Abortion and Disability: Pro and Anti

NOS Magazine published an anti-choice and a pro-choice piece, back to back, last week. The anti was written by Ivanova Smith and makes this argument:

Even though some in the disability community don’t see this as a modern form of eugenics, I do. Eugenics is advocating for the death of those who are seen as a burden, as weaker or as an inconvenience. I understand there are situations where abortion is necessary evil, like if the mother life is at risk or if she was sexually assaulted However, I don’t feel a person’s life should be a choice because they are seen as a inconvenience or burden. We are human beings. even with the cases above a life was lost and that is sad and should be grieved.
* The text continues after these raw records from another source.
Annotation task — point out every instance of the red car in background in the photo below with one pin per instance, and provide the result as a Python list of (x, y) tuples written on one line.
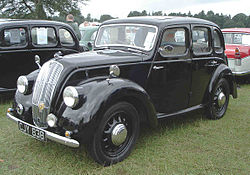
[(237, 42)]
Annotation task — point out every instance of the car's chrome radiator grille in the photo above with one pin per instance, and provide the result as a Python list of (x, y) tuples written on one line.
[(43, 91)]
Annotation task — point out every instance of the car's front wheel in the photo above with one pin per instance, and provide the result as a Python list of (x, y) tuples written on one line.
[(116, 135), (218, 100)]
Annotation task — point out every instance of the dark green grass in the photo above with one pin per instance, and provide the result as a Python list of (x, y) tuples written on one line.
[(188, 144)]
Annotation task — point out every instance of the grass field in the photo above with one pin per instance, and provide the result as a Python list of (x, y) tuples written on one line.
[(188, 144)]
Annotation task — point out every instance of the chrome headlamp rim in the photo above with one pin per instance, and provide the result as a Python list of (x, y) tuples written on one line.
[(22, 84), (70, 96)]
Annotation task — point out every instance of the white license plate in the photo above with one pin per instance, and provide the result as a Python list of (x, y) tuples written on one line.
[(32, 131)]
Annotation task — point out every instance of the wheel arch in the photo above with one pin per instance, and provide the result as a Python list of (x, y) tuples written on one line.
[(223, 71)]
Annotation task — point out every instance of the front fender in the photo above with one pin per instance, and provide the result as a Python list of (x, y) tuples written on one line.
[(223, 71), (98, 95)]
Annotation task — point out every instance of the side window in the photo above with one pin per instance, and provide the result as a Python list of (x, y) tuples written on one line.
[(174, 42), (43, 36), (201, 40), (15, 37), (217, 42), (66, 37)]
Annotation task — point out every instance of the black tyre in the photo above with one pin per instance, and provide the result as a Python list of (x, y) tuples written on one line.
[(116, 135), (218, 100)]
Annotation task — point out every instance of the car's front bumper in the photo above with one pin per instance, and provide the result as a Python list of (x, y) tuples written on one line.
[(50, 135)]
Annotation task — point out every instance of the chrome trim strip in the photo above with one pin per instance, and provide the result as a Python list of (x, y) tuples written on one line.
[(50, 135)]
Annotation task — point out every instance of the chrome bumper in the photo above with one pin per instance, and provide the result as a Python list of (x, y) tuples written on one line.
[(50, 135)]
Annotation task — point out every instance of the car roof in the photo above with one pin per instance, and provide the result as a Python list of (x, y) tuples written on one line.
[(29, 21), (160, 20), (238, 30)]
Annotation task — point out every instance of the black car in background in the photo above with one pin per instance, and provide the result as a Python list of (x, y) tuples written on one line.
[(21, 40), (141, 70)]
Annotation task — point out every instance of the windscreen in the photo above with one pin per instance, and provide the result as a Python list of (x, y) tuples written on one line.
[(128, 35)]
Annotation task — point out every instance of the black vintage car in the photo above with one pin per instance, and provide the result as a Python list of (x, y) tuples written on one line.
[(141, 70), (21, 40)]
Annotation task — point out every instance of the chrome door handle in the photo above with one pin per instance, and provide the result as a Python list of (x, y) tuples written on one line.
[(158, 67)]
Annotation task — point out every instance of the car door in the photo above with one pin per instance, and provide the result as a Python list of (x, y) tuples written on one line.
[(14, 55), (170, 77), (205, 61)]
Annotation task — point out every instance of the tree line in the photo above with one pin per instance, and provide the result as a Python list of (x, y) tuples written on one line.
[(224, 21), (54, 10)]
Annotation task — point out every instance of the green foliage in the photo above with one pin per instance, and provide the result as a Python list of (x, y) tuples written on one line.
[(224, 21), (39, 9)]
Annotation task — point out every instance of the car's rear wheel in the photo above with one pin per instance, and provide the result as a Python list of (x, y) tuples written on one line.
[(116, 135), (218, 100)]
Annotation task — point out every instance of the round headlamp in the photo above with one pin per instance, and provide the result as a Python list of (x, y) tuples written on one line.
[(70, 96), (51, 120), (22, 84)]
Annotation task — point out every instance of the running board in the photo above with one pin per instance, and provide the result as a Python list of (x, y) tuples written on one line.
[(163, 115)]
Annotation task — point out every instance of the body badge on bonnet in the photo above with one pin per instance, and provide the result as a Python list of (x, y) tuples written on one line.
[(41, 106)]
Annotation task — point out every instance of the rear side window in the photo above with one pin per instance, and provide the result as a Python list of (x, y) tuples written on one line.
[(201, 40), (174, 42), (43, 36), (65, 37), (217, 42), (15, 37)]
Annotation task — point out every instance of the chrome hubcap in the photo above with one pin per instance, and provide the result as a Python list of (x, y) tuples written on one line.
[(221, 99), (119, 134)]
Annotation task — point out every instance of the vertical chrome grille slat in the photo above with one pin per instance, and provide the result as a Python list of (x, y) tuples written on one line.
[(44, 90)]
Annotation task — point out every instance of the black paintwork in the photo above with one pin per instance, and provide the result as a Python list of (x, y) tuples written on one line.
[(182, 85), (16, 61)]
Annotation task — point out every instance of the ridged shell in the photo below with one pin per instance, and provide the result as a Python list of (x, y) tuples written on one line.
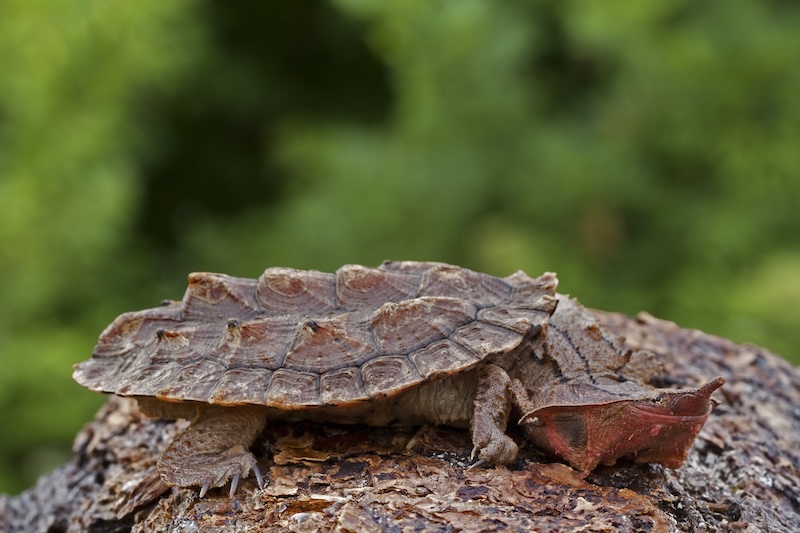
[(295, 339)]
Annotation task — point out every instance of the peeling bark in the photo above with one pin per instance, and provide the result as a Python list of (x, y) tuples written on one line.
[(743, 473)]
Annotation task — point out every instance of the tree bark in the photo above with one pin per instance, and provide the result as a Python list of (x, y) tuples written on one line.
[(743, 473)]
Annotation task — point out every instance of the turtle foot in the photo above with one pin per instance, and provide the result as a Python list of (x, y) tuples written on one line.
[(214, 450)]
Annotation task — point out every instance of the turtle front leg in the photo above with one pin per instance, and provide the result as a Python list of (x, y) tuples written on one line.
[(214, 449), (494, 397)]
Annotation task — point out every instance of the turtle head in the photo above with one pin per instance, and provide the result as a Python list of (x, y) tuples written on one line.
[(656, 426)]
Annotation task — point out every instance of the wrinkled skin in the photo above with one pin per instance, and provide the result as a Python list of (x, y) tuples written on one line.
[(659, 428)]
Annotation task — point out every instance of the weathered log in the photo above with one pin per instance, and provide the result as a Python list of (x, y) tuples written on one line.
[(743, 473)]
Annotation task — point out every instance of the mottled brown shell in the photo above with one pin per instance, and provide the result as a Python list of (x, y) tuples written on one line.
[(295, 339)]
I value my own life and life like me. We all just want to live, like any other human beings. I hope someday people will see this not as partisan issue, but a bipartisan issue that we can all agree on.
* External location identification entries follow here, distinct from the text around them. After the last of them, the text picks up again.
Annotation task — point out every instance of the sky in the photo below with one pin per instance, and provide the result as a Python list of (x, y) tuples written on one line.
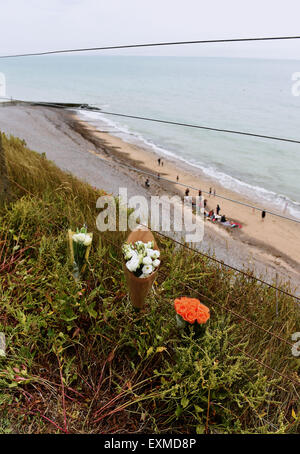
[(35, 25)]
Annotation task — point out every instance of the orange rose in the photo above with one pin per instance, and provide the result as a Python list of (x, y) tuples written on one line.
[(190, 309)]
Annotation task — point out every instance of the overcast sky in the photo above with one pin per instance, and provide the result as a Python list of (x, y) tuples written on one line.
[(35, 25)]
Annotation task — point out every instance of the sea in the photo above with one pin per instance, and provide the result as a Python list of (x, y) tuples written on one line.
[(242, 94)]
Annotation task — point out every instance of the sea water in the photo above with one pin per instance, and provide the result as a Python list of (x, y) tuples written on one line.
[(249, 95)]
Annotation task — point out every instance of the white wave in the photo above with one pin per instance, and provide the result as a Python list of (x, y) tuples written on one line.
[(280, 202)]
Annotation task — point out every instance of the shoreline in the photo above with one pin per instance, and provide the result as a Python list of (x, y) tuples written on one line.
[(268, 248), (146, 160)]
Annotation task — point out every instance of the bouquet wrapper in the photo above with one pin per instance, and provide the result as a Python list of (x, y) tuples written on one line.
[(87, 252), (139, 287)]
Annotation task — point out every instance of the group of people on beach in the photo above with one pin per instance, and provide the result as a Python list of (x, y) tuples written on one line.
[(211, 215)]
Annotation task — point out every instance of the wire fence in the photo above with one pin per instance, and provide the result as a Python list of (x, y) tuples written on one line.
[(157, 44), (214, 302)]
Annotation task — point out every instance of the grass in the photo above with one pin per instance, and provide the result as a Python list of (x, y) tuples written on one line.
[(81, 360)]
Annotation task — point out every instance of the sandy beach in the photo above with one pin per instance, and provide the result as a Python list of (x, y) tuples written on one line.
[(270, 248)]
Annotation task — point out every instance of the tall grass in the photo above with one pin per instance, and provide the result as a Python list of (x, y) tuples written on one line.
[(80, 359)]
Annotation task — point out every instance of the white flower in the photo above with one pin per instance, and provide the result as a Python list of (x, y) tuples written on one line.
[(133, 263), (156, 263), (147, 260), (155, 254), (88, 240), (79, 237), (147, 269), (127, 251)]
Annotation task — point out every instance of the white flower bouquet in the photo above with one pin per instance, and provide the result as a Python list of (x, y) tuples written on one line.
[(141, 258), (141, 264), (80, 245)]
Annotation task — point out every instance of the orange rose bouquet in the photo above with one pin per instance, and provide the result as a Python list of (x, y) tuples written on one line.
[(189, 311)]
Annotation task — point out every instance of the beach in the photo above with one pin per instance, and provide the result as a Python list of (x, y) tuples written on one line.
[(269, 248)]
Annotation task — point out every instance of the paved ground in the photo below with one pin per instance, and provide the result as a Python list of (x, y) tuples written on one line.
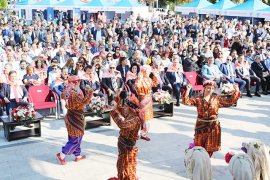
[(160, 159)]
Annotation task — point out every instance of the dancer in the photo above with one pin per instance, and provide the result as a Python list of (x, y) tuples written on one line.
[(126, 117), (74, 119), (143, 86), (240, 166), (207, 128)]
The problem here is that Smith mentions eugenics, but doesn’t learn the lesson from it. The history of eugenics is not about providing widespread access to reproductive care to all women, regardless of their race, class, disability, trans or cis … the history of eugenics is about the state asserting control over the bodies of disabled people.

Arguments for the coercive power of the state over reproductive access have never, and will never, work out well for disabled people. It is possible to assert the value of diverse human life without arguing for state coercion of women. It is, in fact, necessary to do so.
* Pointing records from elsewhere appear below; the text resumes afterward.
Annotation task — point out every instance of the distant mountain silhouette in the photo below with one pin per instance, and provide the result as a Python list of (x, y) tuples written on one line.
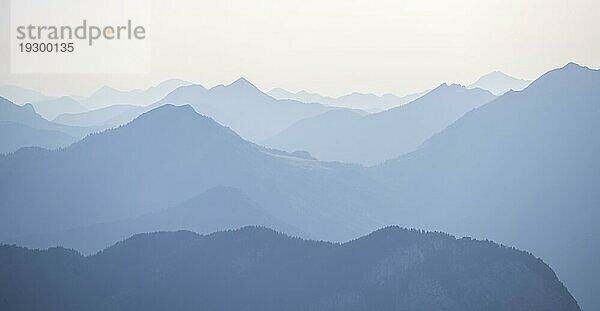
[(14, 136), (26, 115), (367, 102), (523, 170), (372, 139), (107, 96), (167, 156), (49, 109), (21, 96), (217, 209), (103, 117), (499, 83), (241, 106), (259, 269), (251, 113)]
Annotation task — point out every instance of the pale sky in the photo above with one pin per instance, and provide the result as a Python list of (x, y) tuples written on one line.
[(335, 47)]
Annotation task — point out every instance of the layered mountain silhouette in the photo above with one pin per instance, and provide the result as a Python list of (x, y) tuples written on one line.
[(21, 96), (167, 156), (259, 269), (347, 137), (524, 170), (23, 127), (251, 113), (102, 118), (14, 136), (361, 101), (50, 109), (241, 106), (499, 83), (217, 209), (107, 96)]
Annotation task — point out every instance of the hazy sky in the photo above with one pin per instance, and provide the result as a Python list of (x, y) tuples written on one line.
[(339, 46)]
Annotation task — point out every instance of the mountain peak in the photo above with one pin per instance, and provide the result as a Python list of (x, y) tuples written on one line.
[(242, 82), (498, 83)]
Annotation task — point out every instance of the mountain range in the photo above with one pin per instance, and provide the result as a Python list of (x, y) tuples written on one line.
[(523, 170), (217, 209), (348, 137), (499, 83), (167, 156), (259, 269), (360, 101), (23, 127)]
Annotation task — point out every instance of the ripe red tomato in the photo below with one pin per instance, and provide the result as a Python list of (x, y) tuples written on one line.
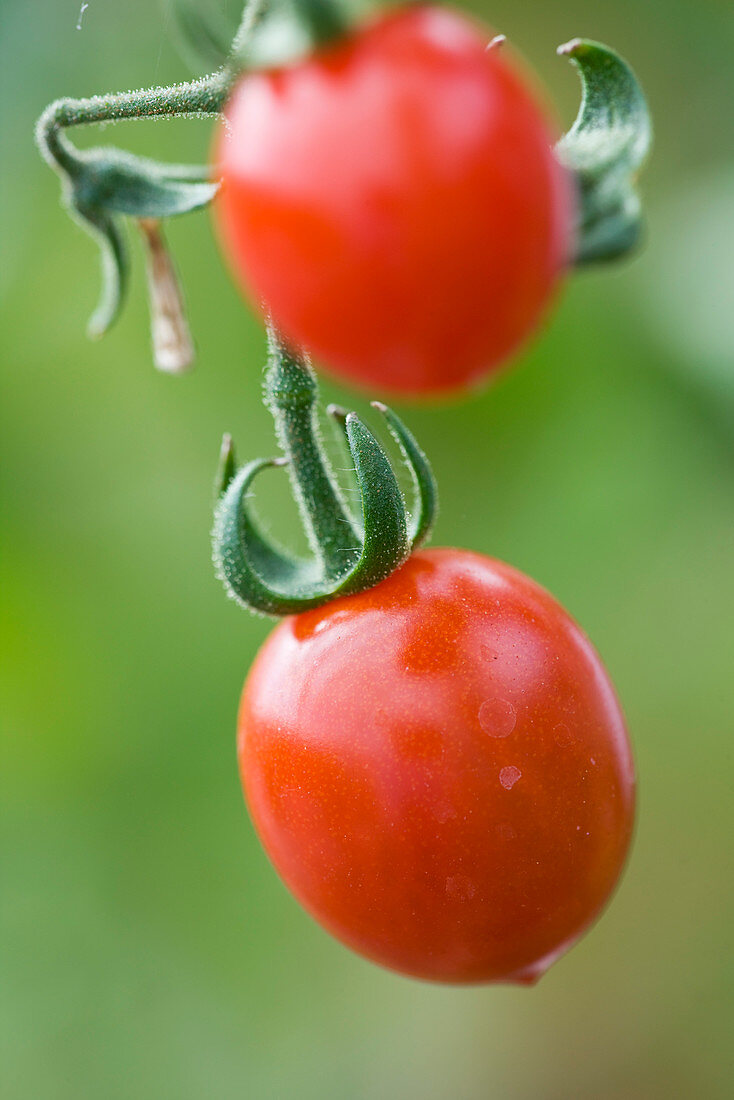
[(394, 202), (439, 770)]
Fortunately, Shain Neumeier published a response that more than explains the problems with Smith’s argument. My emphasis:

The hardest thing about the current framing of the abortion debate for disability justice advocates is that it forces us to choose between two of our core convictions: Inherent human worth and bodily autonomy. As a disabled person, an asexual non-binary person who was assigned female at birth, and an activist, I hate the ideas and circumstances that have put these principles in opposition to each other. Still, the choice is easy for me to make. My nearly absolute belief in bodily autonomy means nothing if I’d support forcing a person to remain pregnant and give birth against their will for any reason because of my own opposition to eugenics.

My opposition to eugenics comes as much from the coercion and violence with which it’s been carried out as from the underlying belief that disabled lives aren’t living. Legal or other limits on disability-selective abortion cannot and will not meaningfully address underlying systemic problems such as poverty and structural ableism in healthcare, education and employment that have perpetuated that belief and in doing so pitted disability and reproductive justice against each other in the first place. Their only purpose and effect will be to serve as a first step toward greater and more general restrictions on abortion and other forms of reproductive freedom.

A near-absolute committment to bodily autonomy  is, Neumeier argues, essential to the disability rights movement. Forcing women to give birth will be a wedge used to erode disability rights, not the salvation of disabled people.